O ajuste da suspensão do Flex melhorou ainda mais suas credenciais de conforto. A configuração independente absorveu as imperfeições da estrada com facilidade, enquanto a longa distância entre eixos contribuiu para uma condução suave e estável em velocidades de rodovia. Os passageiros traseiros também não foram tratados como uma reflexão tardia. Com generoso espaço para as pernas na segunda fila e uma terceira fila genuinamente utilizável, o Flex destacou-se como transportador de pessoas. Ainda hoje, poucos veículos se igualam à combinação de espaço, qualidade de condução e usabilidade diária do Flex.

Das vendas lentas ao clássico do culto: como o Flex conquistou corações ao longo do tempo
Apesar dos seus pontos fortes, o Ford Flex nunca alcançou o sucesso mainstream. Seu design não convencional e postura baixa entraram em conflito com a mudança nas preferências dos consumidores em direção a pessoas mais altas e mais SUVs de aparência robusta. A produção ocorreu de 2009 a 2019, após o qual a Ford descontinuou discretamente o modelo. Mas algo interessante aconteceu nos anos que se seguiram: o Flex começou a ser apreciado. Os proprietários elogiaram seu desempenho, conforto e praticidade. Os entusiastas gravitaram em torno dos modelos EcoBoost, reconhecendo seu desempenho como dorminhoco e sua relativa raridade. Comunidades online se formaram em torno do veículo, celebrando suas peculiaridades e capacidades.

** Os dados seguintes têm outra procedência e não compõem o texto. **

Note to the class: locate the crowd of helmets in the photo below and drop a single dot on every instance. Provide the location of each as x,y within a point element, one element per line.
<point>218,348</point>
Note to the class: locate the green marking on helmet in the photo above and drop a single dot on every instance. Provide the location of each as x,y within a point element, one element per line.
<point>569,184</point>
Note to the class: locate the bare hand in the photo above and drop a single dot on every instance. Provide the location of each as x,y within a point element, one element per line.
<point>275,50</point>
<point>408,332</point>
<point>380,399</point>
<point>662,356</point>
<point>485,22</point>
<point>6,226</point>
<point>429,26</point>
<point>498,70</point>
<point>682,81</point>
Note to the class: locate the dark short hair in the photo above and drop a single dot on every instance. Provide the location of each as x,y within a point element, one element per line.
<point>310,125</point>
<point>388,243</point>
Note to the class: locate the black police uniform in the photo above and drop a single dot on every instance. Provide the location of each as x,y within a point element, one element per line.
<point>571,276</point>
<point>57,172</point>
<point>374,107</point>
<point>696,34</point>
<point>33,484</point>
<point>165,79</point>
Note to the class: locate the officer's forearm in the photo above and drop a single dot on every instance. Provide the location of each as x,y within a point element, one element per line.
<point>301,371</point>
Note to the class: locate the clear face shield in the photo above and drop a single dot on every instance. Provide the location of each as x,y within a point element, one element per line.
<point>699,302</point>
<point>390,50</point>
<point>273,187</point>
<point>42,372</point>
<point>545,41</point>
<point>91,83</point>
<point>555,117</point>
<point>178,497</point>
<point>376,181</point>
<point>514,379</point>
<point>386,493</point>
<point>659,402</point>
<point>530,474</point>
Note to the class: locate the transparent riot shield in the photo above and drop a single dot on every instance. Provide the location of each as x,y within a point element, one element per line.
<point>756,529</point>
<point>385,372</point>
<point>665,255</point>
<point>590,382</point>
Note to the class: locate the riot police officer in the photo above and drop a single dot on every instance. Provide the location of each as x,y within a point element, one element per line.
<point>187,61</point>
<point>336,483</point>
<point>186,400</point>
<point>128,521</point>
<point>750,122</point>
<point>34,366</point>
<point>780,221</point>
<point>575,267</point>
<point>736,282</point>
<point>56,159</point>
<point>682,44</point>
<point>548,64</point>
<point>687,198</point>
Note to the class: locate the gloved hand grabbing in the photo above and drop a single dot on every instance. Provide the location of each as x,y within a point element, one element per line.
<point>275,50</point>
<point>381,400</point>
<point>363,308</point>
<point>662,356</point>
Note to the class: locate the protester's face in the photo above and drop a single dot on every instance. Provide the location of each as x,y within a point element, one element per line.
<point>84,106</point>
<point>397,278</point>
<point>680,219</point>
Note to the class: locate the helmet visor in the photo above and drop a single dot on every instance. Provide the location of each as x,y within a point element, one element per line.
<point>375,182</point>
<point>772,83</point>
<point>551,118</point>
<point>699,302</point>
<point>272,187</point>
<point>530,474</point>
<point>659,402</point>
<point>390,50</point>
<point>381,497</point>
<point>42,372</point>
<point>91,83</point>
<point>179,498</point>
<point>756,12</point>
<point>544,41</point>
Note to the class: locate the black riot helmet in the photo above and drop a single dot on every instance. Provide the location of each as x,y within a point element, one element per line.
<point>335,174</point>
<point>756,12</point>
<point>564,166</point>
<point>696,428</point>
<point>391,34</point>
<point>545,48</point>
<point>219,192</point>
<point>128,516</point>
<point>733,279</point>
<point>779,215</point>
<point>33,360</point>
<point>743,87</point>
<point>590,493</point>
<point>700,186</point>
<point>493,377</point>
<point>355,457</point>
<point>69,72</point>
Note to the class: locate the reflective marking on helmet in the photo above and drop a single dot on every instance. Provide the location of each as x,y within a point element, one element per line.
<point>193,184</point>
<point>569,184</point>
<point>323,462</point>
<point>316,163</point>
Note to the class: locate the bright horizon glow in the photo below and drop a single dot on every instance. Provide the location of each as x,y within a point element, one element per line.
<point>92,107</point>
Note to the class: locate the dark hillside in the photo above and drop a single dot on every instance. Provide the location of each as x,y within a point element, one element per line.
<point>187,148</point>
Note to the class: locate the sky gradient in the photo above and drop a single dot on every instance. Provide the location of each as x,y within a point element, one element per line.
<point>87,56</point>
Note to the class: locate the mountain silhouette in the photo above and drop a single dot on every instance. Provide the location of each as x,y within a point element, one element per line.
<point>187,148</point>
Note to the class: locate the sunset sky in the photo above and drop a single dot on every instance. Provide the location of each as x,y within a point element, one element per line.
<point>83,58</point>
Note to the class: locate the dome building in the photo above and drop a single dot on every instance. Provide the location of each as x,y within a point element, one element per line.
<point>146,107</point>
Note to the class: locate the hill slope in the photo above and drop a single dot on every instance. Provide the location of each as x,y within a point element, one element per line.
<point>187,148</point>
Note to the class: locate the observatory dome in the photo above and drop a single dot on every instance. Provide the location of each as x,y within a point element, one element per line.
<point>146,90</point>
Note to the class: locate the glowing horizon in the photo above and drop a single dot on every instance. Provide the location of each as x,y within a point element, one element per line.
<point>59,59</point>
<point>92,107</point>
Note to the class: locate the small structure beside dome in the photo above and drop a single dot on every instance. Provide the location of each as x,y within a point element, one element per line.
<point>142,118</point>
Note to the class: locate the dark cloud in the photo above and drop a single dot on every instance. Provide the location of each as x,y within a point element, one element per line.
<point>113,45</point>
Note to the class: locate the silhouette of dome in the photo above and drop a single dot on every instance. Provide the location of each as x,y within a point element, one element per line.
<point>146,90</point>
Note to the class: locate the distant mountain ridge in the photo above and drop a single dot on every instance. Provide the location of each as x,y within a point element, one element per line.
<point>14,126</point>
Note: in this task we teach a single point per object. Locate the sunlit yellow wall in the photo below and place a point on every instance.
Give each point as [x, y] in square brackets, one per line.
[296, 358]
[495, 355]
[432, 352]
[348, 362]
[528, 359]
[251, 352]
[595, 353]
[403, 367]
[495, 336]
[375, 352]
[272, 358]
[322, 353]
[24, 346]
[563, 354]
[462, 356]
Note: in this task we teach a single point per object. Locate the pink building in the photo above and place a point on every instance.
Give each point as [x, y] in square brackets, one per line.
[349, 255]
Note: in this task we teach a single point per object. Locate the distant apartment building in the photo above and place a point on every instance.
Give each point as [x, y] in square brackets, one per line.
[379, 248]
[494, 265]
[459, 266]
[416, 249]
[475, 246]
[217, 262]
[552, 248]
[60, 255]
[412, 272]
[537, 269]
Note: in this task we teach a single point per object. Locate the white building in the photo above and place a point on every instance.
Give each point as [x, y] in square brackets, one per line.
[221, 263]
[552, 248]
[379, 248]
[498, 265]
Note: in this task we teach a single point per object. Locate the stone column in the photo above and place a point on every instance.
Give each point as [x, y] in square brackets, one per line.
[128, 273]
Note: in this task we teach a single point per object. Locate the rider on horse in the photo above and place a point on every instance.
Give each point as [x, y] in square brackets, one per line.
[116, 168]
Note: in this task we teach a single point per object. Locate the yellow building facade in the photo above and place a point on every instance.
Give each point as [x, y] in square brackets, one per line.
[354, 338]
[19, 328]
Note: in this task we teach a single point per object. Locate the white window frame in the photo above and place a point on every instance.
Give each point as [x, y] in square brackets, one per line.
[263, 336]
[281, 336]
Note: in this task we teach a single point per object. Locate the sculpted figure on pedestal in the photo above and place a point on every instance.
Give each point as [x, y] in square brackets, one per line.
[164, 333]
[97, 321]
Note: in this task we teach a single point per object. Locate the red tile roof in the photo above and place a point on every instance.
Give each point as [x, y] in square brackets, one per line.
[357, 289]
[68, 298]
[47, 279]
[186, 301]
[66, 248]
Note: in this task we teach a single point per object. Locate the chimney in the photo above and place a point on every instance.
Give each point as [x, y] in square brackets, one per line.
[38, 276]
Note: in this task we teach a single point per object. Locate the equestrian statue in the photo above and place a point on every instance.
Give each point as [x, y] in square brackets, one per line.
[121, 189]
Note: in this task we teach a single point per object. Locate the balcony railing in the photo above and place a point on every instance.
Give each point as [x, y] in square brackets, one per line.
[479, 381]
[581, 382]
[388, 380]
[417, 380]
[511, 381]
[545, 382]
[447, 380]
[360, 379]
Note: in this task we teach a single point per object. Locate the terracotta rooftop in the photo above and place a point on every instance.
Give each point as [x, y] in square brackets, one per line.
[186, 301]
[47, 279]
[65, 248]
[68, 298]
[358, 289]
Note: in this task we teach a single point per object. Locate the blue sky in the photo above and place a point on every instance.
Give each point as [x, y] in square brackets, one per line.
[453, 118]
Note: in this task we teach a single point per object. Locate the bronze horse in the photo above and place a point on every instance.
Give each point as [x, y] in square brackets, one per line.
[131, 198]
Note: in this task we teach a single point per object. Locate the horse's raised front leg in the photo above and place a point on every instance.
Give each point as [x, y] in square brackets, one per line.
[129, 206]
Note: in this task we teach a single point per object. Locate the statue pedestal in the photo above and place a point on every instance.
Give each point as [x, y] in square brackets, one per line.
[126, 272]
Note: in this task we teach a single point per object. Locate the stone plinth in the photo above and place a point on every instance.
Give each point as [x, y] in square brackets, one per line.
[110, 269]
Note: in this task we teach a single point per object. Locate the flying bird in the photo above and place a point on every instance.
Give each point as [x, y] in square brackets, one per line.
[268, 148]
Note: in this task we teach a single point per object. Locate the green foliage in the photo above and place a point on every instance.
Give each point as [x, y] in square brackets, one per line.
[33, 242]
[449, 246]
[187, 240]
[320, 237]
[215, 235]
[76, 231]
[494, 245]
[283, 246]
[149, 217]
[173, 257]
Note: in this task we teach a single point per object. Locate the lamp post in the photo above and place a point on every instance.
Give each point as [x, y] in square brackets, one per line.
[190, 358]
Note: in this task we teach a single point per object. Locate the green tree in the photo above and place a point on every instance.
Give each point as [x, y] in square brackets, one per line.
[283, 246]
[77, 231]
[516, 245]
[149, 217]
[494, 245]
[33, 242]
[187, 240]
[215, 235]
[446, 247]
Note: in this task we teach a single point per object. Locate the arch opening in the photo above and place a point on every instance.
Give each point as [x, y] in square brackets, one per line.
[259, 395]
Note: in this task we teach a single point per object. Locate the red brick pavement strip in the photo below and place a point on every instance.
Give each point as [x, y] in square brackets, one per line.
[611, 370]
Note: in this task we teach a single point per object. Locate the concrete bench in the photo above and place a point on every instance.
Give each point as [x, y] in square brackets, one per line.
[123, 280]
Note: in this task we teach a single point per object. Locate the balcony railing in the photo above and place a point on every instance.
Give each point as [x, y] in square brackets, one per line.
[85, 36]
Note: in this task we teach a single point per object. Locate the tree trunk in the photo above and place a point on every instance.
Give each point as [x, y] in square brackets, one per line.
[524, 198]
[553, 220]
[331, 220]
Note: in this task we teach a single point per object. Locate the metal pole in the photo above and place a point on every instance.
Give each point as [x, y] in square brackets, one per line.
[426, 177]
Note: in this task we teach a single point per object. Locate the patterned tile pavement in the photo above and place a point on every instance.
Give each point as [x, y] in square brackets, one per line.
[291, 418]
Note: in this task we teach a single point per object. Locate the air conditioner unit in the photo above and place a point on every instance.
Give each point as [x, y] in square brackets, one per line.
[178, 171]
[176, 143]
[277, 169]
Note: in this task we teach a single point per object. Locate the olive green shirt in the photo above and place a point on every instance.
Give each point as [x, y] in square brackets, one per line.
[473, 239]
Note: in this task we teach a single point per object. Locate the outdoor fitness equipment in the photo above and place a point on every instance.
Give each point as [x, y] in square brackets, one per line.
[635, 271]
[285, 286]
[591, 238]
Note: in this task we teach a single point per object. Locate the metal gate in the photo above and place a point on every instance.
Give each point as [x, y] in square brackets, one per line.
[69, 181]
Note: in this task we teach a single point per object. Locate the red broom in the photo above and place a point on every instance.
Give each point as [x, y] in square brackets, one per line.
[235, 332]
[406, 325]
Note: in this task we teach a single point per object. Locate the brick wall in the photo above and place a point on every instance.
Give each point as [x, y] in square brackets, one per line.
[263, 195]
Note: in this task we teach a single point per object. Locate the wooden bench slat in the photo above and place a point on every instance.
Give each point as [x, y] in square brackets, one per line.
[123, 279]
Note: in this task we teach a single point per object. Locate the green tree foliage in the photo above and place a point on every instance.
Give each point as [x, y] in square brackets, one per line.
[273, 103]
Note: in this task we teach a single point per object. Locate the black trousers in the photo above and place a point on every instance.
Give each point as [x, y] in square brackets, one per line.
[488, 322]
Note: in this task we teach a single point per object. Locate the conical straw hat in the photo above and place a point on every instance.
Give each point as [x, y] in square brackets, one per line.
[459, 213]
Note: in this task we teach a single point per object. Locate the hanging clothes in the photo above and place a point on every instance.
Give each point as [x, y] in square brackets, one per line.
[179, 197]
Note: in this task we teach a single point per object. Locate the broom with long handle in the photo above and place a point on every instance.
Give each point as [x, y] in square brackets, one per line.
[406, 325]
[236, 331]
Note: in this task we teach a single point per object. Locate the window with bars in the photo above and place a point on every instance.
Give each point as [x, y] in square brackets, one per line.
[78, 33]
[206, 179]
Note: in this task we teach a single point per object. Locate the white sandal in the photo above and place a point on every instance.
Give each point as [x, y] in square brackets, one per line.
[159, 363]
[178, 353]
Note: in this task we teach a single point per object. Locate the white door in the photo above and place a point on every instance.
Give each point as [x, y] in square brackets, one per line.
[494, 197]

O que antes parecia um erro de estilo tornou-se um símbolo de individualidade. Num mar de crossovers indistinguíveis, o Flex destacou-se e essa distinção tornou-se cada vez mais valiosa. Hoje ocupa uma posição única no mercado de usados. É relativamente acessível, versátil e diferente de tudo na estrada. Mais importante ainda, representa uma filosofia que parece cada vez mais rara no design automóvel moderno: a vontade de ser diferente.